And the effect of the causal variant is (similar to the binary phenotype):

$\beta_{causal} = E(Y|A = 1) - E(Y|A = 0)$

Similary, if we denote $$E(Y|B = 0) = \gamma_0$$ and $$E(Y|B = 1) = \gamma_1$$ the effect size of the tag SNP is:

$\beta_{tag} = E(Y|B = 1) - E(Y|B = 0)$

$$E(Y|B = 0)$$ can be calculated using:

$E(Y|B = 0) = \int_{y} y. f_{Y|B = 0} (y|B = 0) dy$ where $$f_{Y|B = 0}(y|B = 0)$$ is the probability distribution function (pdf) of $$y$$ conditional on the b allele. This is the same as calculating the mean of $$Y$$ across all individuals carrying the b allele. The pdf is necessary because $$Y$$ is a continuous variable.

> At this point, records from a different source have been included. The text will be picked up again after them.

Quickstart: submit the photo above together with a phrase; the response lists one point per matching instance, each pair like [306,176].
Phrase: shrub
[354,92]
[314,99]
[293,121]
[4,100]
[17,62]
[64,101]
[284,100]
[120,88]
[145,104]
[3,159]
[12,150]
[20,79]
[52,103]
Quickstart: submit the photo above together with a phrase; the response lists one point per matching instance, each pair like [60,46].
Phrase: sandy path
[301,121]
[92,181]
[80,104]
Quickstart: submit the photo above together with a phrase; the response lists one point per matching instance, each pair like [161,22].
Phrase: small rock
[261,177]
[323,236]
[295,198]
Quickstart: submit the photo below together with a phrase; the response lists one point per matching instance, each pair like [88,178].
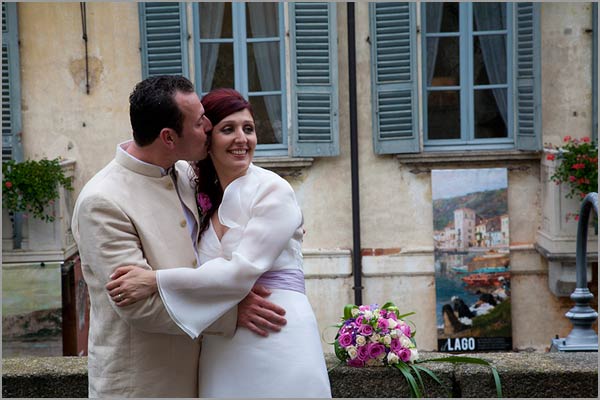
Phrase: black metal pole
[85,39]
[356,253]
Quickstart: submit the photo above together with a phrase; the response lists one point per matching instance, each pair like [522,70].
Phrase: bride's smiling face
[232,145]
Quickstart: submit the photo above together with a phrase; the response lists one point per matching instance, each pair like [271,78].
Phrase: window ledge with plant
[284,166]
[568,172]
[37,205]
[426,161]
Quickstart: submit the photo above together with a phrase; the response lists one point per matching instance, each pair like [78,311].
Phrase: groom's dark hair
[152,106]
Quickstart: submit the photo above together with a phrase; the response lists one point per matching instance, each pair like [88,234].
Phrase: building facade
[422,86]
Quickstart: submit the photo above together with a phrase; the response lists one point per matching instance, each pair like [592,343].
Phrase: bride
[251,226]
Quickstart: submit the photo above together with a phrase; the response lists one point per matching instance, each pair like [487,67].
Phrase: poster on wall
[31,310]
[472,260]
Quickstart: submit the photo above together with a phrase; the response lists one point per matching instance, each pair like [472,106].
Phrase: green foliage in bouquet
[577,166]
[31,185]
[370,335]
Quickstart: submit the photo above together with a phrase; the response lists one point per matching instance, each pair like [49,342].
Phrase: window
[466,70]
[479,87]
[11,93]
[243,45]
[595,72]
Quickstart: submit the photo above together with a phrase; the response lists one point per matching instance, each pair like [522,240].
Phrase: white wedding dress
[289,363]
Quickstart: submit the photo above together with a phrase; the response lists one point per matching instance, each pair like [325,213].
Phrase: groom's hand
[259,315]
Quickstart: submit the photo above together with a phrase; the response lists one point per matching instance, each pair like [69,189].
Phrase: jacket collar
[131,163]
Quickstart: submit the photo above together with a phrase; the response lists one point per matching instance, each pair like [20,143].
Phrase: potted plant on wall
[568,173]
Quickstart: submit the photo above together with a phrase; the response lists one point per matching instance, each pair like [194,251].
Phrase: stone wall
[525,375]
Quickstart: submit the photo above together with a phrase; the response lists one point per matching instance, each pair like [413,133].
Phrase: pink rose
[395,345]
[404,354]
[383,324]
[204,202]
[356,363]
[365,330]
[405,329]
[345,340]
[362,353]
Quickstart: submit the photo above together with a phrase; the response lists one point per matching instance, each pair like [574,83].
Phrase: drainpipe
[357,256]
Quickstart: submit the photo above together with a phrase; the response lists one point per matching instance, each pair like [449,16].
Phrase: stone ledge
[524,375]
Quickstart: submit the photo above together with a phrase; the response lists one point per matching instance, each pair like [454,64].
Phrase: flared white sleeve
[263,208]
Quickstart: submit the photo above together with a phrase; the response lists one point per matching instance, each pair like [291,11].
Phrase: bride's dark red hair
[218,104]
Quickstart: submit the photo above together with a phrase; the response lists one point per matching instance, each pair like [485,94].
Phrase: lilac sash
[289,279]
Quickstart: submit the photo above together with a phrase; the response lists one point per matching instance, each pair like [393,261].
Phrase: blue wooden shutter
[11,85]
[315,120]
[528,77]
[163,33]
[394,78]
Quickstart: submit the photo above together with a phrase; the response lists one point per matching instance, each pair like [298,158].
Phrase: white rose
[352,352]
[372,362]
[360,340]
[414,355]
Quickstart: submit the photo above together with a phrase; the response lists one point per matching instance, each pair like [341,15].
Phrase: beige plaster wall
[566,70]
[59,118]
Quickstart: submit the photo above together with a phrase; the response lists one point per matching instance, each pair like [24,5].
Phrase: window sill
[425,162]
[284,166]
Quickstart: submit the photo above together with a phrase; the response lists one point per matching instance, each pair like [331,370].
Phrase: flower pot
[42,241]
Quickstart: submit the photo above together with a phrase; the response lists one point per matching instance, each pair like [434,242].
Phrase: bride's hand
[131,284]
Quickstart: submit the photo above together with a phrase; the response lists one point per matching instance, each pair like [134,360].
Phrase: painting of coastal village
[472,260]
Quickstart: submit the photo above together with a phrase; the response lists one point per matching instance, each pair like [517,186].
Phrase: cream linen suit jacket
[128,213]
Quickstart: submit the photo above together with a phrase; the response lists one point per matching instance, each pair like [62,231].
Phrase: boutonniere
[204,204]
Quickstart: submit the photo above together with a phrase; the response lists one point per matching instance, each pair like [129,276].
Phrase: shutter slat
[11,93]
[395,112]
[164,39]
[313,51]
[527,42]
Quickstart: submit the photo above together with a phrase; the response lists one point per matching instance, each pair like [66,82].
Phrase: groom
[140,209]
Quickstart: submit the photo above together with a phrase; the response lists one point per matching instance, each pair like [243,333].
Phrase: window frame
[240,65]
[467,87]
[595,72]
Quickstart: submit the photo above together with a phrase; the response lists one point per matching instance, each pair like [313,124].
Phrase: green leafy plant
[31,185]
[577,166]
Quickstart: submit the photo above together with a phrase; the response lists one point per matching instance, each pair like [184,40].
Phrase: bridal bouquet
[370,335]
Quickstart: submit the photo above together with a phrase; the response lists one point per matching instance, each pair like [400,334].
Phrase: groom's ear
[167,136]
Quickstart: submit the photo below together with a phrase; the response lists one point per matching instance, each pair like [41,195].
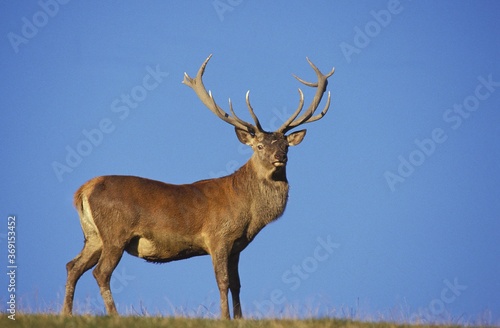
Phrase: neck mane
[267,194]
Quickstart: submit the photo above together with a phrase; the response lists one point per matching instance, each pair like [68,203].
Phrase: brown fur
[161,222]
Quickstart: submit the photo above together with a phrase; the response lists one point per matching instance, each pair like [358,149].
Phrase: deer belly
[163,251]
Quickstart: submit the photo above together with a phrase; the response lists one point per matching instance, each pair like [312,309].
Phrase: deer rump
[165,227]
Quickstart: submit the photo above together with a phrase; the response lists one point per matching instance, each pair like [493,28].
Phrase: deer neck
[266,194]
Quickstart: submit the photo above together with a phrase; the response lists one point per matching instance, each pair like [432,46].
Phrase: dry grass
[46,320]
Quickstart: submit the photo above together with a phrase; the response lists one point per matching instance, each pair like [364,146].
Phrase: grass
[49,320]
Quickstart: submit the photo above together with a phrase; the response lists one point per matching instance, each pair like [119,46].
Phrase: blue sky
[394,207]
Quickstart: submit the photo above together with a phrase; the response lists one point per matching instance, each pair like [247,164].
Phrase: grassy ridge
[44,320]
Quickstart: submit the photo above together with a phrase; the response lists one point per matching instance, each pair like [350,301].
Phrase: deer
[220,217]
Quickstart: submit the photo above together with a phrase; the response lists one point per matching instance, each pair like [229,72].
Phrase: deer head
[270,148]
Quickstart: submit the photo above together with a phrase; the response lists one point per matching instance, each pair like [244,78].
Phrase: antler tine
[255,119]
[297,111]
[208,100]
[307,116]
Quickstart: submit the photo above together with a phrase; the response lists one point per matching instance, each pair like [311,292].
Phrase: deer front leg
[234,284]
[220,263]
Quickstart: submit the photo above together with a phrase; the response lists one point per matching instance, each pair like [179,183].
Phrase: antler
[208,100]
[307,116]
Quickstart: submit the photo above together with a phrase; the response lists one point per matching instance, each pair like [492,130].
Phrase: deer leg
[234,284]
[220,262]
[102,273]
[87,258]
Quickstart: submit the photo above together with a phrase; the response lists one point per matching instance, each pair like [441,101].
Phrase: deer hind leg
[220,263]
[102,273]
[87,258]
[234,284]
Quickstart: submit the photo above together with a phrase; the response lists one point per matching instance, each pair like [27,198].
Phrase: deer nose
[280,156]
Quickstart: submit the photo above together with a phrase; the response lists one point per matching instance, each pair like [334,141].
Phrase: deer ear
[296,137]
[244,137]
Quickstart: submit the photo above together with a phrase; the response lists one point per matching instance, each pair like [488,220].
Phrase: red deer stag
[162,222]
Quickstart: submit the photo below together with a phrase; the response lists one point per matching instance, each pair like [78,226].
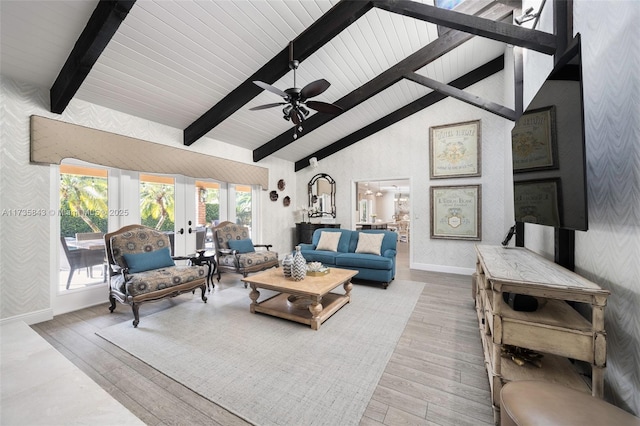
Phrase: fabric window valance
[52,141]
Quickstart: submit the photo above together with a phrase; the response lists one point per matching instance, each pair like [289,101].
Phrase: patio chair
[79,258]
[237,253]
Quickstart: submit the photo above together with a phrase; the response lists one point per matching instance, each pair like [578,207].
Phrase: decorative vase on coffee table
[287,263]
[299,266]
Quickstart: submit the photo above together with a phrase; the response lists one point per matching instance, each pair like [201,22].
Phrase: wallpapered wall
[27,248]
[608,253]
[402,151]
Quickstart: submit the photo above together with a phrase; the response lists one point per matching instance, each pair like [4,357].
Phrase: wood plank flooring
[436,375]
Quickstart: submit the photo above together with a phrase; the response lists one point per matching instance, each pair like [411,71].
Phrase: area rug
[271,371]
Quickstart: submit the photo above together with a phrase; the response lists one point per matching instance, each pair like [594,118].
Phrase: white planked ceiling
[171,61]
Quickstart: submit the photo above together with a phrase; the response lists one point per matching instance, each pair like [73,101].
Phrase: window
[208,203]
[83,222]
[243,205]
[157,202]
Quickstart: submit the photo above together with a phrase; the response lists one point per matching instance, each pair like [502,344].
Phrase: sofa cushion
[369,243]
[248,260]
[242,246]
[323,256]
[145,261]
[359,260]
[343,243]
[159,279]
[329,241]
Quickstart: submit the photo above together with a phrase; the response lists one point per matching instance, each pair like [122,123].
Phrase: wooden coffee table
[308,301]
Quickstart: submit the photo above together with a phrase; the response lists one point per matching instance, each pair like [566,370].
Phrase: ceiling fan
[296,103]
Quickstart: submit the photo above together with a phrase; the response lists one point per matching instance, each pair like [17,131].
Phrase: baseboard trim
[441,268]
[30,318]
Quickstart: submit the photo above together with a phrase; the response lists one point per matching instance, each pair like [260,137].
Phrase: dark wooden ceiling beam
[466,80]
[102,25]
[429,53]
[313,38]
[495,30]
[463,96]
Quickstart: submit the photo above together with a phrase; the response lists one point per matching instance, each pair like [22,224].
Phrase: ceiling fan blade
[271,89]
[267,106]
[324,107]
[295,117]
[314,88]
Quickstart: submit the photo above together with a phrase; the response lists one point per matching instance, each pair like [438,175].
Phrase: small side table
[201,258]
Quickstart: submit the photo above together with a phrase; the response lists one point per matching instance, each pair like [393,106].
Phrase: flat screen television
[548,150]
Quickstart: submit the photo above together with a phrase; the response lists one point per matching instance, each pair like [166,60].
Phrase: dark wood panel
[313,38]
[466,80]
[103,24]
[429,53]
[495,30]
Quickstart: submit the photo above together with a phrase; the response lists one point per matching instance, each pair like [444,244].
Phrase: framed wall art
[538,201]
[454,150]
[533,141]
[456,212]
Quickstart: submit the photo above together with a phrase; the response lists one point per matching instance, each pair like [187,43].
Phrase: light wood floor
[436,374]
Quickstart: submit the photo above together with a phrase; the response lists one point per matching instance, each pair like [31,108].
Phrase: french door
[181,206]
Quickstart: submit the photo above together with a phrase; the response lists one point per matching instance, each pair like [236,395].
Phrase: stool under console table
[555,329]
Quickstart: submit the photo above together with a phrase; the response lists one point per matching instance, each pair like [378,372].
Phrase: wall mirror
[322,196]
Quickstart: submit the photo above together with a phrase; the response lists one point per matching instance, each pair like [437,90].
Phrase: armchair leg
[71,271]
[112,300]
[136,316]
[204,290]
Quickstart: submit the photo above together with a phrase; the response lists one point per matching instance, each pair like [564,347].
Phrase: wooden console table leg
[315,308]
[254,295]
[347,289]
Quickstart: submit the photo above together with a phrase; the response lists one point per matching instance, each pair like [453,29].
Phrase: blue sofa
[371,267]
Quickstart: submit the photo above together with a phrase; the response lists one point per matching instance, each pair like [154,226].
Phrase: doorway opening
[384,204]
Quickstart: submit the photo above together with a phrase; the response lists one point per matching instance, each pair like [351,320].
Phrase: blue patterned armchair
[141,269]
[237,253]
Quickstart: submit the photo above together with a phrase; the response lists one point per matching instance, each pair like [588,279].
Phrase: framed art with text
[537,201]
[456,212]
[533,141]
[455,150]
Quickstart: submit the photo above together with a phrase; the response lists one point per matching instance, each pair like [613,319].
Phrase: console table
[304,230]
[555,329]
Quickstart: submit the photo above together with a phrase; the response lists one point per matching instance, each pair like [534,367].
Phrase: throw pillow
[369,243]
[140,262]
[242,246]
[329,241]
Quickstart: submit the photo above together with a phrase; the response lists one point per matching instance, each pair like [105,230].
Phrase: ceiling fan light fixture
[297,108]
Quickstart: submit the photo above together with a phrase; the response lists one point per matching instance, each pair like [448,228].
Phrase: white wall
[402,151]
[608,252]
[27,247]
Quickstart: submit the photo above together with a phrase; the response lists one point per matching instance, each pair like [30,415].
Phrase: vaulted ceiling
[190,64]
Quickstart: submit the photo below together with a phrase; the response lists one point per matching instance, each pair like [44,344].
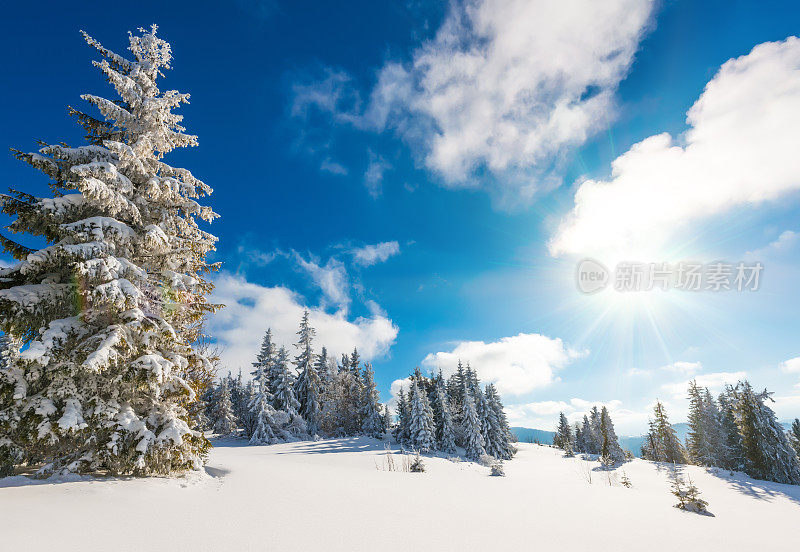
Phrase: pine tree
[498,443]
[110,307]
[473,440]
[662,443]
[563,437]
[373,424]
[443,420]
[794,435]
[223,416]
[421,421]
[308,384]
[732,457]
[610,451]
[402,431]
[283,385]
[698,445]
[767,452]
[265,358]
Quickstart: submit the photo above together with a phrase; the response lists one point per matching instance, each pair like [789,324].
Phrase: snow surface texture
[328,495]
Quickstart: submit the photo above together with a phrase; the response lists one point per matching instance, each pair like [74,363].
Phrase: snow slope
[335,495]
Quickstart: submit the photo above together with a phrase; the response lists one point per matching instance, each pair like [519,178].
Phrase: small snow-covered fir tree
[373,424]
[223,417]
[283,395]
[473,440]
[767,452]
[563,437]
[111,305]
[308,386]
[421,422]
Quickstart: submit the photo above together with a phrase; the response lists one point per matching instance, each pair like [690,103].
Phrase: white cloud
[714,381]
[369,255]
[373,176]
[251,308]
[504,85]
[516,365]
[740,150]
[331,278]
[791,366]
[330,166]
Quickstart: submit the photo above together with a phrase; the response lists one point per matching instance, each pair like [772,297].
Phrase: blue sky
[409,171]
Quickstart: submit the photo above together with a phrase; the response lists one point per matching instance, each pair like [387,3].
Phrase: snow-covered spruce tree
[498,438]
[767,452]
[401,430]
[563,437]
[265,358]
[794,435]
[283,395]
[732,457]
[471,428]
[610,450]
[223,417]
[421,423]
[372,424]
[110,307]
[443,420]
[308,385]
[662,443]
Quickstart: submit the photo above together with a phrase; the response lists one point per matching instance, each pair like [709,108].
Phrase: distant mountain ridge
[627,442]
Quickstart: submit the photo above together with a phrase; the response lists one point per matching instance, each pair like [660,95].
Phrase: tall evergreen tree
[421,422]
[794,435]
[111,305]
[372,424]
[223,416]
[767,452]
[563,437]
[610,449]
[443,420]
[308,384]
[473,440]
[283,385]
[499,435]
[662,443]
[402,431]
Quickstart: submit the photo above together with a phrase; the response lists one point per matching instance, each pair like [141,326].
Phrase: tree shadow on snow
[758,489]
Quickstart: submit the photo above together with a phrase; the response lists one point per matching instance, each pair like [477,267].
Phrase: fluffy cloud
[740,150]
[504,86]
[251,308]
[544,414]
[369,255]
[516,365]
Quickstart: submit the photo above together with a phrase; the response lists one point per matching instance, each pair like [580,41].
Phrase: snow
[336,495]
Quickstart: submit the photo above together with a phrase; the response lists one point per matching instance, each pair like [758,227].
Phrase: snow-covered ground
[337,495]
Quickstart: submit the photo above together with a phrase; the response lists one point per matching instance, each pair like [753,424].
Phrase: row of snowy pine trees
[737,431]
[439,415]
[595,435]
[298,398]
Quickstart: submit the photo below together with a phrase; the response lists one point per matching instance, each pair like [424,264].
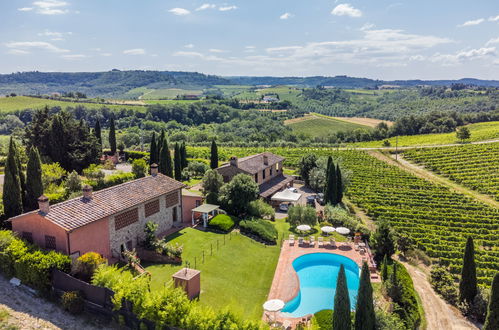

$f_{Y|B = 0}(y|B = 0) = \frac{ f_{Y, B = 0}(y, B = 0) }{f_{B = 0}(B = 0)}$ where $$f_{Y,B = 0}$$ is the joint distribution and $$f_{B = 0}(B = 0) = P(B = 0)$$. This is similar to the definition of conditional probability presented in the case of the binary phenotype. Similar to calculating $$P(Y = 1,B = 0)$$ (e.g.) in the binary case, we will sum over the allele present at the causal locus (bear with me):

\begin{aligned} f_{Y,B = 0}(y,B = 0) = & \sum_{a} f_{Y,B = 0|A = a}P(A = a) \\ = & f_{Y,B = 0 | A = 0}(y,B = 0 | A = 0)P(A = 0) + \\ & f_{Y,B = 0 | A = 1}(y,B = 0 | A = 1)P(A = 1) \\ = & f_{Y|A = 0}(Y|A = 0)f_{B = 0|A = 0}(B = 0|A = 0)P(A = 0) + \\ & f_{Y|A = 1}(Y|A = 1)f_{B = 0|A = 1}(B = 0|A = 1)P(A = 1) \\ = & f_{Y|A = 0}(Y|A = 0)P(B = 0|A = 0)P(A = 0) +\\ & f_{Y|A = 1}(Y|A = 1)P(B = 0|A = 1)P(A = 1) \end{aligned}

The second last line is possible again because $$Y$$ is independent of B, conditional on A. From this we can get the conditional distribution:

\begin{aligned} f_{Y|B = 0}(y|B = 0) = & f_{Y|A = 0}(Y|A = 0)P(B = 0|A = 0)P(A = 0) +\\ & \frac{f_{Y|A = 1}(Y|A = 1)P(B = 0|A = 1)P(A = 1)}{P(B = 0)} \end{aligned} And $$E(Y|B = 0)$$ becomes:

\begin{aligned} E(Y|B = 0) = & \int_{y} yf_{Y|B = 0} (y|B = 0) dy \\ = & \int_{y} y .f_{Y|A = 0}(Y|A = 0)P(B = 0|A = 0)P(A = 0)dy ~~ +\\ & \frac{\int_{y} y .f_{Y|A = 1}(Y|A = 1)P(B = 0|A = 1)P(A = 1)dy}{P(B = 0)} \\ = & P(B = 0|A = 0)P(A = 0) \int_{y} y f_{Y|A = 0}(Y|A = 0)dy ~~ + \\ & \frac{P(B = 0|A = 1)P(A = 1) \int_{y} y f_{Y|A = 1}(Y|A = 1)dy}{P(B = 0)} \\ = & P(B = 0|A = 0)P(A = 0)E(Y|A = 0) + \\ & \frac{P(B = 0|A = 1)P(A = 1)E(Y|A = 1)}{P(B = 0)} \end{aligned}

We derived most of these terms in the binary case, which simplifies the above equation to:

\begin{aligned} E(Y|B = 0) = & \frac{\alpha_0 f_{ab} + \alpha_1 f_{Ab}}{f_B} \\ = & \alpha_0(1 - q_0) + \alpha_1 q_0 \end{aligned}

Similarly (and I’ll let you work this out yourself), $$E(Y|B = 1) = \alpha_0 (1 - q_1) + \alpha_1 q_1$$. Then, the effect size of the tag SNP becomes:

\begin{aligned} \beta_{tag} = & E(Y|B = 1) - E(Y|B = 0) \\ = & \{ \alpha_0 (1 - q_1) + \alpha_1 q_1 \} - \{ \alpha_0(1 - q_0) + \alpha_1q_0 \} \\ = & (q_1 - q_0)\beta_{causal} \\ = & r\beta_{causal}\frac{\sqrt{f_A(1-f_A)}}{\sqrt{f_B(1-f_B)}} \end{aligned}

I skipped over the last few steps as we already worked them out for the binary phenotype. So there you have it!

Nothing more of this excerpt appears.